Sutro had a post office from 1872 to 1920.
The town of Sutro was named after Adolph Sutro, one of the West's most famous mining promoters. Sutro had the idea as early as 1860 for a tunnel that would drain the problematic water from the ever deepening Comstock mines. The tunnel would also allow ore to be transported directly to mills on the Carson river. After almost a decade of planning and raising capital, construction finally commenced.
The tunnel entrance was at a site a couple miles northeast of Dayton and is the site where the town of Sutro was established as a construction camp. Sutro had grand plans for his town however, and was convinced that miners of the Comstock would choose to live at Sutro, traveling to and from their mining jobs via his tunnel.

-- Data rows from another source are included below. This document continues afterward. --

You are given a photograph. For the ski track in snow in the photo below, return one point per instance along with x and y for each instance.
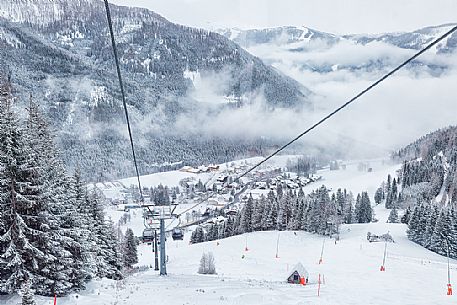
(350, 267)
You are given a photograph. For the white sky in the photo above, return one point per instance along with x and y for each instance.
(335, 16)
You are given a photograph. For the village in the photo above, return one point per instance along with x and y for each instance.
(216, 188)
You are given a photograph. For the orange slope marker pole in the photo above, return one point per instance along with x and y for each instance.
(322, 253)
(449, 286)
(277, 246)
(383, 268)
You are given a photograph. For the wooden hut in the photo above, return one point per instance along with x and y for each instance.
(298, 275)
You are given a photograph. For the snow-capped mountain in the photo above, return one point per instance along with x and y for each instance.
(307, 49)
(414, 40)
(60, 51)
(280, 35)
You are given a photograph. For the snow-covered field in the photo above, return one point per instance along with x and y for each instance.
(350, 269)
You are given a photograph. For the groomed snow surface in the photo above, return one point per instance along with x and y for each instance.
(350, 270)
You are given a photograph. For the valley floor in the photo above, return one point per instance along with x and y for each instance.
(350, 269)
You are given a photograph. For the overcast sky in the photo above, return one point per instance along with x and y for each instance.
(336, 16)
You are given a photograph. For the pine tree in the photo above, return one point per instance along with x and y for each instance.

By 1876, with the tunnel still under construction, the town peaked with an estimated 600 to 800 residents. Sutro built himself a mansion at the town, the most prominent building in the settlement that ultimately burned down in 1941.
The Sutro Tunnel was finally completed in 1879, nearly twenty years after Adolph Sutro initially conceived of the project. Unfortunately by this time many of the Comstock mines had been developed deeper than the tunnel could dewater.
The Comstock mines were also in decline by this point, so the potential of the tunnel was never realized. While not a total failure, the tunnel company never returned the estimated 5 million dollars that investors put into the project.
With construction complete and traffic through the tunnel not as heavy as hoped for, the town of Sutro began to decline. In 1880 435 residents were counted.
The 1890 photo of Sutro above shows that by 1890 most of the business district was gone (illustrated by the row of trees with few remaining buildings). The complete history of the town and tunnel named Sutro is difficult to find. However, the town of Sutro kept a post office until 1920, indicating that the tunnel produced enough economic activity to keep the town going for many years.
Adolph Sutro went on to be the mayor of San Francisco, and became as famous a figure in that great city as he was at the Comstock mines.